AlienVault® USM Anywhere™

USM Anywhere Log Data Enhancement

When evaluating threats to your systems, the more complete the initial picture of an incident is, the more accurate and efficient USM Anywhere can be in identifying and responding to those threats.

Log data is one of the key sources of this threat data context. Log messages can tell us a tremendous amount about network events. Every network connection, authentication request, file transfer, and privilege escalation, as well as many other events that happen on the network or in the cloud, generates a log message.

However, many messages were never intended to be used for security purposes. There are no official standards for log contents (although there are best practices) therefore, they are often inconsistent. Two messages from the same product or vendor may be completely different in terms of the information they carry, and most vendors have different logging standards and terminology. Even if a vendor has made significant investments in log consistency and completeness, most log messages still lack valuable context.

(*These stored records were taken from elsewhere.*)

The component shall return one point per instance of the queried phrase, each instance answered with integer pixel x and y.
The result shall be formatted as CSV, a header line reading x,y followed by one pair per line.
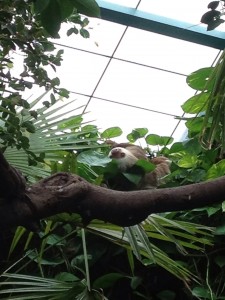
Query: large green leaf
x,y
89,8
199,79
196,104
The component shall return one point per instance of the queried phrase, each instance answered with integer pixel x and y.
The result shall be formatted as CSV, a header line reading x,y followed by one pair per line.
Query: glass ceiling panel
x,y
164,52
80,71
189,11
127,118
144,87
104,36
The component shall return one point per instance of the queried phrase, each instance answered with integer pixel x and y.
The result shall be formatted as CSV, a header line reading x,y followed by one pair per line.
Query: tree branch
x,y
64,192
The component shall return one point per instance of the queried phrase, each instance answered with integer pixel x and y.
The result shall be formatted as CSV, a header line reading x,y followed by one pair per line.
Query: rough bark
x,y
64,192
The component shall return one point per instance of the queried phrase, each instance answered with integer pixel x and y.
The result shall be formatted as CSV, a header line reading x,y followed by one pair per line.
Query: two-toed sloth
x,y
126,155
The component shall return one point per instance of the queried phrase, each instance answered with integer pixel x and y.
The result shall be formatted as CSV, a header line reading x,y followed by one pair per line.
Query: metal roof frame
x,y
161,25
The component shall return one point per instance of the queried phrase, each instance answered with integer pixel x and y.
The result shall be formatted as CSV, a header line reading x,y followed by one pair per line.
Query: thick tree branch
x,y
64,192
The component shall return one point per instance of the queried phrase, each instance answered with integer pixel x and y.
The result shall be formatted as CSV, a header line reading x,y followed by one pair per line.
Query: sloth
x,y
126,155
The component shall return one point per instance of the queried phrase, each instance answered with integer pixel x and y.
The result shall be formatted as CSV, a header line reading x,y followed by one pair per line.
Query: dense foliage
x,y
171,255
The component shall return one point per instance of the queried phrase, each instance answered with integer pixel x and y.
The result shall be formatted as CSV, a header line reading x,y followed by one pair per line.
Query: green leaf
x,y
145,165
66,8
51,17
199,79
166,140
65,276
217,170
136,134
111,133
201,292
196,104
29,126
195,124
188,161
89,8
40,5
220,260
134,178
93,158
107,280
84,33
166,295
153,139
220,230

For example, look at a typical log message generated by an authentication event:

	"outcome" : "Allow",
	"type" : "Authentication",
	"source" : "",
	"destination" : "",
	“time” : “2018-10-17T19:03:26+00:00”

This message is rather brief. Let’s take a look at what needs to be improved for security purposes.

Data Normalization

The first step USM Anywhere takes when it digests your system logs is to normalize them so that all incoming data uses the same terminology. In this context, normalization means mapping it to a standard terminology. For example, a vendor may use the term "outcome" or “result” to describe the success or failure of the authentication attempt. USM Anywhere will normalize these two different attributes, replacing them with a single, standard term. Likewise, things like “source,” “source_ip,” “client,” “client_ip” all need to be mapped to the same terminology so events from different vendors can be used for correlation and alarm generation.

Below is an example of how normalization works. Note that USM Anywhere preserves the original log message as a best practice, in case you need to share it with a vendor or need to refer to the original alert. This means that the normalization phase of message processing will likely increase the size of the log message by around 100%.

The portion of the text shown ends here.